By Penwell Dlamini | Jul 13, 2010 | COMMENTS [ 0 ]

THE fight against shack fires in Ivory Park, east of Johannesburg, received a huge boost last week when the city of Johannesburg handed safety kits to local ambassadors.

About 100 fire safety kits, known as Jozi kits, were handed out by the emergency management services (EMS) to safety ambassadors who are expected to promote safety awareness in the informal settlement.

These ambassadors come from Ivory Park informal settlement, which includes Sisonke, Mafelandawonye, Baghdad and Tokyo Sexwale.
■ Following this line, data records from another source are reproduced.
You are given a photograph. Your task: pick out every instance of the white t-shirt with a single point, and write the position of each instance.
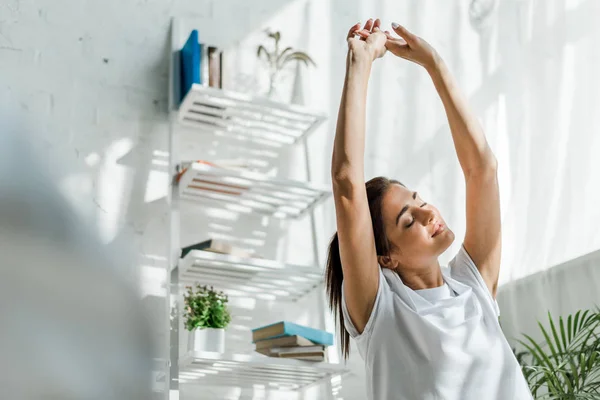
(437, 344)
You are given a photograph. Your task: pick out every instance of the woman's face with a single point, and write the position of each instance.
(415, 228)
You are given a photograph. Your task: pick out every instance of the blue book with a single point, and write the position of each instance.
(285, 328)
(190, 63)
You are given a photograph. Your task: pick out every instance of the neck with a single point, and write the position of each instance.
(423, 278)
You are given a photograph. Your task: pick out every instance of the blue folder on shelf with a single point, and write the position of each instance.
(190, 63)
(285, 328)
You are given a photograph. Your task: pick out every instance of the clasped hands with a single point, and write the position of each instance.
(371, 43)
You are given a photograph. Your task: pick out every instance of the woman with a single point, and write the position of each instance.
(424, 332)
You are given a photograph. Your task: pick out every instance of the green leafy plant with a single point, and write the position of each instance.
(277, 59)
(205, 308)
(566, 364)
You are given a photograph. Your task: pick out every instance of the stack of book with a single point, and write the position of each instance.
(288, 340)
(201, 64)
(220, 246)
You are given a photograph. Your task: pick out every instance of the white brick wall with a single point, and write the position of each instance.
(91, 78)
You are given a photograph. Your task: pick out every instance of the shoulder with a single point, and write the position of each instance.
(463, 269)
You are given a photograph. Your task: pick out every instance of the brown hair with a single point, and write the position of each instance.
(376, 189)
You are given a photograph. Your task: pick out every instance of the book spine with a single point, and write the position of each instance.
(314, 335)
(214, 67)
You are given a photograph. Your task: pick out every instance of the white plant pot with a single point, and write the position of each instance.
(207, 339)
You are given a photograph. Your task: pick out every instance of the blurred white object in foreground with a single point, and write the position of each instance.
(71, 326)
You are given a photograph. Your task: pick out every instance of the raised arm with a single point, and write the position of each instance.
(483, 235)
(354, 227)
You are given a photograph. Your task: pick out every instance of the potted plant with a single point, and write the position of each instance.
(278, 60)
(566, 364)
(206, 317)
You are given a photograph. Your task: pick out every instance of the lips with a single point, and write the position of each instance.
(438, 228)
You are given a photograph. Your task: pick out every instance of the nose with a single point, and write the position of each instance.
(428, 216)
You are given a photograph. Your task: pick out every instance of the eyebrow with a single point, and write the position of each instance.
(404, 209)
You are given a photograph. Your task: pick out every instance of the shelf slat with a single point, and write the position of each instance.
(252, 116)
(244, 370)
(250, 192)
(254, 277)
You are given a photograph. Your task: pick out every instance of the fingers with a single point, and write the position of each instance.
(403, 32)
(352, 31)
(377, 24)
(399, 41)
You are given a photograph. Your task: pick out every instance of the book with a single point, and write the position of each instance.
(214, 67)
(190, 63)
(284, 328)
(314, 356)
(284, 341)
(300, 350)
(217, 246)
(297, 350)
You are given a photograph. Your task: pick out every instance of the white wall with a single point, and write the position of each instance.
(92, 77)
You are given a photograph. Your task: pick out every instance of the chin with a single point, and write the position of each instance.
(447, 241)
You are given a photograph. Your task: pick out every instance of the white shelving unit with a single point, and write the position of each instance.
(242, 370)
(249, 192)
(213, 110)
(247, 118)
(237, 276)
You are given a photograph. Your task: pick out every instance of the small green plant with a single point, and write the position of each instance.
(277, 59)
(566, 364)
(205, 308)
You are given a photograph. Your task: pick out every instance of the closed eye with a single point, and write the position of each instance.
(413, 220)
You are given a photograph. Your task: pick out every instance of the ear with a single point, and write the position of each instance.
(387, 262)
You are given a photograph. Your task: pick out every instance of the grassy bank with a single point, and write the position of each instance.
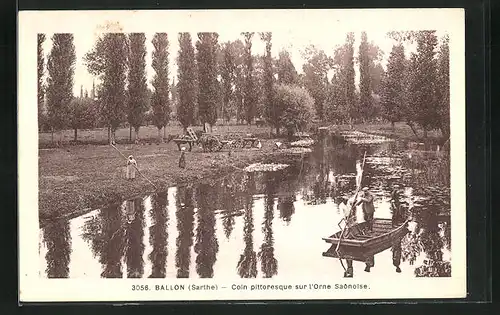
(74, 179)
(99, 136)
(401, 131)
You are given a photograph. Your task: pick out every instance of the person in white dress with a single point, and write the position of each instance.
(131, 167)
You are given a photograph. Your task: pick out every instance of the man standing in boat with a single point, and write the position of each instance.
(396, 206)
(366, 199)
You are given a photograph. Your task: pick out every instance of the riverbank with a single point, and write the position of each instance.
(401, 132)
(76, 179)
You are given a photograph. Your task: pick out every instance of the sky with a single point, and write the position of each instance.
(294, 38)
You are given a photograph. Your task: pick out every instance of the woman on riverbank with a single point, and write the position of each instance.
(131, 167)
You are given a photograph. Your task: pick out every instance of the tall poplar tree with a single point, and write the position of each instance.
(349, 78)
(40, 87)
(137, 86)
(423, 77)
(108, 60)
(160, 101)
(287, 74)
(392, 100)
(365, 86)
(316, 77)
(206, 58)
(228, 67)
(272, 113)
(443, 87)
(61, 70)
(250, 98)
(187, 77)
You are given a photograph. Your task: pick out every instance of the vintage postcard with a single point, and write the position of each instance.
(241, 155)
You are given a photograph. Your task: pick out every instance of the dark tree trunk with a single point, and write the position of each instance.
(414, 130)
(136, 135)
(159, 135)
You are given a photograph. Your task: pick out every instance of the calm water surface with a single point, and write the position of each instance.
(253, 225)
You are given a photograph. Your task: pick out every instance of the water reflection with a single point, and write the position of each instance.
(269, 263)
(158, 235)
(111, 242)
(247, 265)
(206, 246)
(185, 224)
(57, 240)
(254, 225)
(134, 233)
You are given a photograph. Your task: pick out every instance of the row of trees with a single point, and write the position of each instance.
(230, 81)
(417, 89)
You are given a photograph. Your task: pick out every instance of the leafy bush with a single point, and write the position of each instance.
(295, 106)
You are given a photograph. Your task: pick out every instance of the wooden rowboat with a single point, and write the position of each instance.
(361, 244)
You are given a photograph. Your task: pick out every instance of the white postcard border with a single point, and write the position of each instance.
(33, 288)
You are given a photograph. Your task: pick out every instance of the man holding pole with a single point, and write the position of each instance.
(131, 166)
(366, 199)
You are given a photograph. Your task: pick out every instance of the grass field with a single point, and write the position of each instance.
(77, 177)
(122, 135)
(402, 131)
(73, 178)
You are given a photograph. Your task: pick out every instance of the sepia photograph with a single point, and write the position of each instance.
(255, 154)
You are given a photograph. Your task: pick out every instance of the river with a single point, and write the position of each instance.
(259, 224)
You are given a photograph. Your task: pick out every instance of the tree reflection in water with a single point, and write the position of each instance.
(158, 235)
(206, 246)
(269, 264)
(185, 223)
(230, 202)
(134, 233)
(427, 239)
(57, 239)
(286, 207)
(247, 265)
(111, 242)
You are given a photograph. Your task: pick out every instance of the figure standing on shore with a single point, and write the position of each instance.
(182, 158)
(396, 205)
(368, 208)
(131, 167)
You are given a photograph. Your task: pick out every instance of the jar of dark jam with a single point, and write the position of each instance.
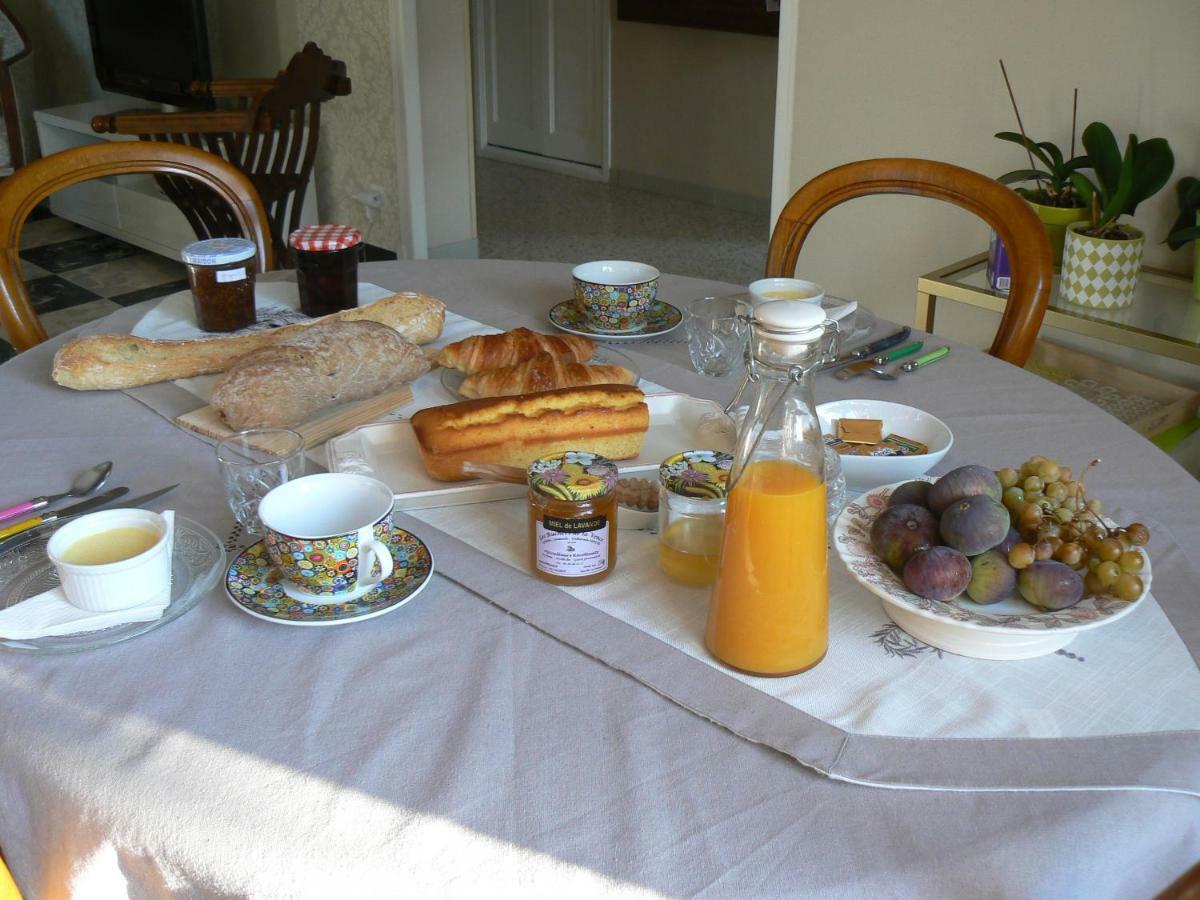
(327, 268)
(221, 271)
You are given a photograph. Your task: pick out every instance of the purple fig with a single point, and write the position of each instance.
(937, 573)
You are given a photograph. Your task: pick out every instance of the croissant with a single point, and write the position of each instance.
(540, 373)
(483, 352)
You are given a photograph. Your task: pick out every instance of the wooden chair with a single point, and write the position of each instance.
(1018, 226)
(22, 191)
(270, 133)
(16, 100)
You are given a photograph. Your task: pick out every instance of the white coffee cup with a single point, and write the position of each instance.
(767, 289)
(327, 534)
(124, 583)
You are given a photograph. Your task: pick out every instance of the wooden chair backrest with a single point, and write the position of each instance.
(1018, 226)
(22, 191)
(271, 135)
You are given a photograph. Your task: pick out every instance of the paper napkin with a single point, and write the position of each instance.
(49, 615)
The ambassadors were trained in fire safety and first aid, for which they received certificates. Sponsored by Fleet Africa, Jozi kits come in a 25litre bucket with a paraffin-safe stove, smoke alarm, solar lantern, paraffin container and heater.

Ambassador Thelma Namane, 40, lives in a five-roomed shack with nine children and her husband. Her shack has no electricity or running water.
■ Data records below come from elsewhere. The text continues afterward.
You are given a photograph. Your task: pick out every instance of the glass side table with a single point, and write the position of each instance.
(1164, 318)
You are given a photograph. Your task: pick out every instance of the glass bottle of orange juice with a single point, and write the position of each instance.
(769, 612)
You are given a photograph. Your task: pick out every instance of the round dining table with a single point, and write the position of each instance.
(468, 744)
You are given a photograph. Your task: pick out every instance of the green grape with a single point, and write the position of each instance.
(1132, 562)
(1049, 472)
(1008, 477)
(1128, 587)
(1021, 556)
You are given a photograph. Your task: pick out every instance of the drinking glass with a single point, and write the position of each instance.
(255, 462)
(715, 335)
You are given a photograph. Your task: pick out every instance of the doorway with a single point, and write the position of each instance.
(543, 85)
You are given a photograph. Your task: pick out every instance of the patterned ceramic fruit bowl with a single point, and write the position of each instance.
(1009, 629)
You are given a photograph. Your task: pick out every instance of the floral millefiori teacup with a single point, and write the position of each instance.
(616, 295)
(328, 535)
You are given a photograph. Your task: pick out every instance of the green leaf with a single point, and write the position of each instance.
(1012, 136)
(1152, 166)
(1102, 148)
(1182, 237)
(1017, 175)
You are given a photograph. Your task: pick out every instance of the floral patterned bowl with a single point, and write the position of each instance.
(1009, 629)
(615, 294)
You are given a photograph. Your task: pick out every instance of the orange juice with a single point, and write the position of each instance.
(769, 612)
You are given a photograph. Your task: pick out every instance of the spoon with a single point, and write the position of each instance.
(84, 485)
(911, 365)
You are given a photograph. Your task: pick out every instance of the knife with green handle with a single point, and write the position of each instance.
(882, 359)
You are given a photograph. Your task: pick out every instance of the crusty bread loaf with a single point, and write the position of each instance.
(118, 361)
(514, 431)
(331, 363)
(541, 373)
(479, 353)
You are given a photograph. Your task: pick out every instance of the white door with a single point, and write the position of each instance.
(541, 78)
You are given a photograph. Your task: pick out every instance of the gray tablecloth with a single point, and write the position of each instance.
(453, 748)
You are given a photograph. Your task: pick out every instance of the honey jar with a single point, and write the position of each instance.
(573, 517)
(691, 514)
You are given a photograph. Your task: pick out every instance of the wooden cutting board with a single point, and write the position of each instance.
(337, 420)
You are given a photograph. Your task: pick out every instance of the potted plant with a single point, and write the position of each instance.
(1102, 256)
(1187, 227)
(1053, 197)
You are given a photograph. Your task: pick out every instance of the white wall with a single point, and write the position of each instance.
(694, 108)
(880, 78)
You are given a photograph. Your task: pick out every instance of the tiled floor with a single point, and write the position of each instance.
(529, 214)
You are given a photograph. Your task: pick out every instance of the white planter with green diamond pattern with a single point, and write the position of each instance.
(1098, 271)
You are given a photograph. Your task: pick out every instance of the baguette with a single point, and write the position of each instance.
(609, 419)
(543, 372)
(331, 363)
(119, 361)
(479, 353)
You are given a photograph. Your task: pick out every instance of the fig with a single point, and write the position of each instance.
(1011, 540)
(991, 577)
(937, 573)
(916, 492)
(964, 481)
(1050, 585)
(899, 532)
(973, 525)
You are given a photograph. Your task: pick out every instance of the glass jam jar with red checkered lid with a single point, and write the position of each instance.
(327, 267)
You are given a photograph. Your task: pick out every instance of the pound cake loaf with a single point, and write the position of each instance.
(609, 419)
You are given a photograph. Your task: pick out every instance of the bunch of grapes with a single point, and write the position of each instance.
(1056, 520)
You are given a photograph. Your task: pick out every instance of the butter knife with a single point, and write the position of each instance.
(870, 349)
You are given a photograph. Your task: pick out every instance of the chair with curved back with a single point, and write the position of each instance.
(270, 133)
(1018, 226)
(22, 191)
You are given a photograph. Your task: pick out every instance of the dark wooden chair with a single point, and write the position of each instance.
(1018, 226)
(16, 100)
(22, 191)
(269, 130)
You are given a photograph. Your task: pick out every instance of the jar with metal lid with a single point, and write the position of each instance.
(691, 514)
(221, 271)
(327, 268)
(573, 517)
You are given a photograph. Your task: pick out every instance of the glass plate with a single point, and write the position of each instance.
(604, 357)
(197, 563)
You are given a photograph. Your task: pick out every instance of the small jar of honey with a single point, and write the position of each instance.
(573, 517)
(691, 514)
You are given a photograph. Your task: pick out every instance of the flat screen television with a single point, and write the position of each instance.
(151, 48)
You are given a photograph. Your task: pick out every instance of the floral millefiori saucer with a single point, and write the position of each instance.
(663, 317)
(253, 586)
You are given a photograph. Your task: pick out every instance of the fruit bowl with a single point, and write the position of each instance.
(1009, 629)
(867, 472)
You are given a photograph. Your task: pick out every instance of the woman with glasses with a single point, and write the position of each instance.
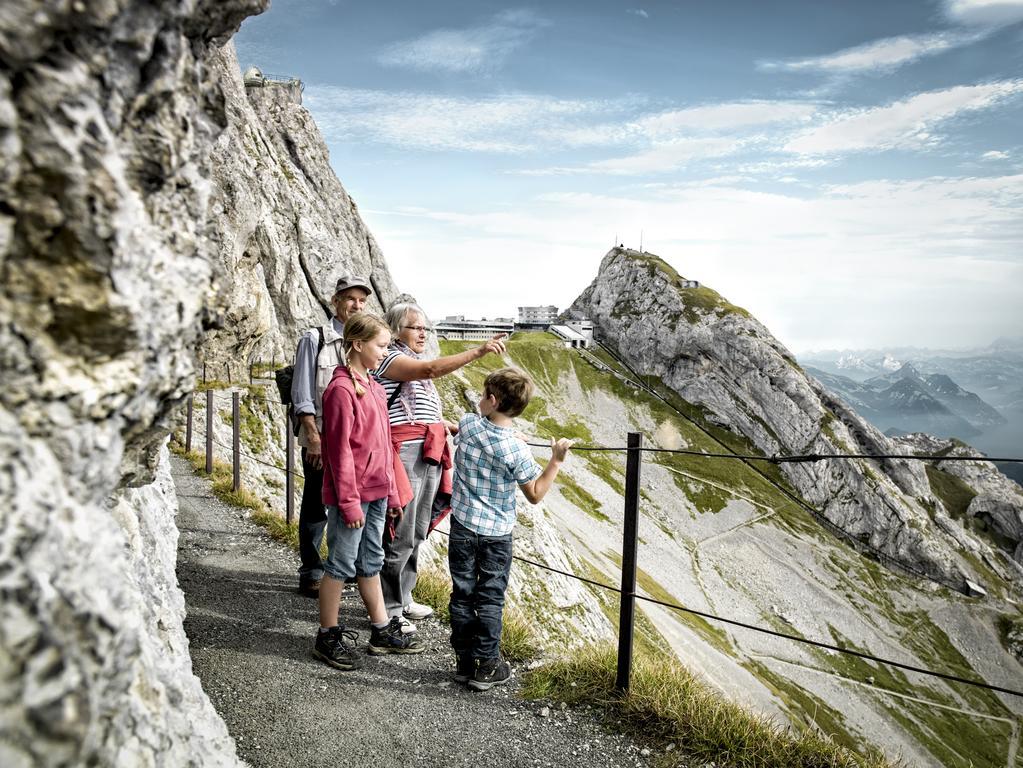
(419, 434)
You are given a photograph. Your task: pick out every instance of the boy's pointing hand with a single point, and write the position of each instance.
(560, 449)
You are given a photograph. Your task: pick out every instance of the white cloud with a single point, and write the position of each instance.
(724, 117)
(985, 12)
(662, 157)
(833, 268)
(880, 54)
(502, 124)
(473, 49)
(901, 125)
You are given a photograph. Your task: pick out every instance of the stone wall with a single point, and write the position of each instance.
(108, 111)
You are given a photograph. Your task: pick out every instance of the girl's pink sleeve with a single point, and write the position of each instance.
(393, 499)
(338, 445)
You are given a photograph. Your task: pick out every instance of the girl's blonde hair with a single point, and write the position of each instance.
(362, 326)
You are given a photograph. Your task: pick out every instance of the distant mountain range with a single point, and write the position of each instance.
(905, 401)
(994, 372)
(974, 395)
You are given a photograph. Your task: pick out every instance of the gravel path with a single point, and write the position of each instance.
(252, 635)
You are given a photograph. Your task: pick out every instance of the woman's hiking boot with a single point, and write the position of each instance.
(464, 668)
(337, 647)
(391, 639)
(491, 672)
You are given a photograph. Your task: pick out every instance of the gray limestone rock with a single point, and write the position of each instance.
(718, 357)
(107, 114)
(285, 228)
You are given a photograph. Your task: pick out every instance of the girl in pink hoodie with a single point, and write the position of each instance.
(358, 490)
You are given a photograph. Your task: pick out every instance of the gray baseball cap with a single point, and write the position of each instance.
(353, 281)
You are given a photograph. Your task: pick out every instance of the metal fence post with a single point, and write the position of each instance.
(288, 466)
(188, 424)
(235, 447)
(209, 431)
(629, 538)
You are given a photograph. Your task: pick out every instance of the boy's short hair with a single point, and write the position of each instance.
(512, 388)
"I'm happy with the training we received from the EMS. I will first train my family in fire safety and then my neighbours," Namane said.

"Shack fires are a big problem here. I witnessed my neighbour's child die of smoke inhalation. The training and Jozi kits will make a big difference."

EMS management, accompanied by Fleet Africa officials and a member of the mayoral committee (MMC), Elgina Ndhlovu, took a tour of shacks where fires had been a problem.

Ndhlovu said the main challenges in delivering emergency services in the area were small, unnamed roads and houses that were not numbered.

"I am in talks with MMC for transport Rehana Moosajee about the naming of streets," she said.

EMS spokesperson Percy Morokane, said over 500 Jozi kits had already been distributed in Alexandra, Princess Park and Diepsloot.

"We have established that five people with 25litre buckets of water can contain a fire until firefighters arrive at the scene," Morokane said.

Fleet Africa spokesperson Tasha Mooloo said her company had spent more than R300000 since their partnership with the EMS began.

"It is gratifying and humbling to see that we are not just giving money away but making a difference in people's lives," she said.

Last year the Ivory Park fire station responded to 19 shack fire calls, while only 5 have been recorded this year.

Two people have died in shack fires in the area since the beginning of the current winter season.

Last year shack fires claimed the lives of 5 people.